Chris Wootton, the finance director at Mike Ashley’s Frasers group, which runs Sports Direct, told ITV News the extra fortnight of closure would spell the end for some stores: “It will definitely put some businesses out of business. I think if you are a retailer that is living on the edge of your credit line and you’ve basically got no cash left, every day is essential.”
He blamed the Cummings scandal for the delay: “The government clearly said they were going to start phasing opening from the first of June if the science allowed them to. We actually think that the whole Dominic Cummings fiasco over the weekend has clearly made them hesitant to act decisively and made them more cautious.”
Sofie Willmott, an analyst at research group GlobalData, said the unexpected two-week delay was another blow for retailers, especially fashion stores, which have been closed for almost 10 weeks and will now have two weeks less to clear summer stock.
She said: “Stores being shut for a longer period than anticipated will add to the swathes of discounting we can expect when branches reopen. Clothing and footwear is set to be the sector hardest hit by Covid 19 with offline clothing and footwear spend set to plummet over 40% this year.”
The government has provided substantial financial support to retailers, including business rates holidays, paying retailers’ staff through the furlough scheme, changing insolvency laws and urging landlords to do rent deals with under-pressure shop owners.
Retailers are far from certain that shoppers will flock back to high streets after weeks of shopping from home. Many are nervous about bringing staff back from furlough on to their own payrolls. Many will therefore reopen outlets slowly, as they monitor the level of interest and test the safety measures.
The New West End Company (NWEC), an alliance of central London retailers and hospitality businesses, said its shopping streets were likely to remain much quieter than usual because of continuing advice to avoid public transport and because about half of London’s West End trade usually comes from international and domestic tourists, who are unlikely to visit until the autumn at the earliest.
Jace Tyrrell, the chief executive of NWEC, said 70% of the area’s customers and workers usually arrived by public transport. He described the situation as “really challenging”.

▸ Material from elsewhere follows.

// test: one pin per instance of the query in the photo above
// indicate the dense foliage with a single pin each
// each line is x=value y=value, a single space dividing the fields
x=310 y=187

The area is working with the mayor of London, Sadiq Khan, on measures such as additional cycle and car parking, bikes for hire and pavement widening to encourage visitors. A sharp increase in the number of people on the UK’s high streets over the bank holiday weekend suggests there could be significant pent-up demand.
Even though most stores remain closed, high streets recorded a 49% leap in visitor numbers on bank holiday Monday compared with Easter Monday – the height of lockdown – according to shopper monitoring firm Springboard.
Diane Wehrle, Springboard’s insights director, said she was optimistic there would be a rebound in consumer spending, but that the gloomy economic outlook meant any spending spree may not last long: “An anticipated spending spike could possibly be short-lived, as consumers will be cautious and looking at reining in their spend due to ongoing financial uncertainty in many UK households.”
The retail trade union Usdaw urged retailers to work with the union to do thorough risk assessments, as required under the new rules, and ensure stores are safe for staff and customers.
Paddy Lillis, Usdaw’s general secretary, said: “Usdaw is concerned that businesses will pay little attention to government advice as they rush to reopen. The government must make it absolutely clear that a business can be closed down if they fail to comply.”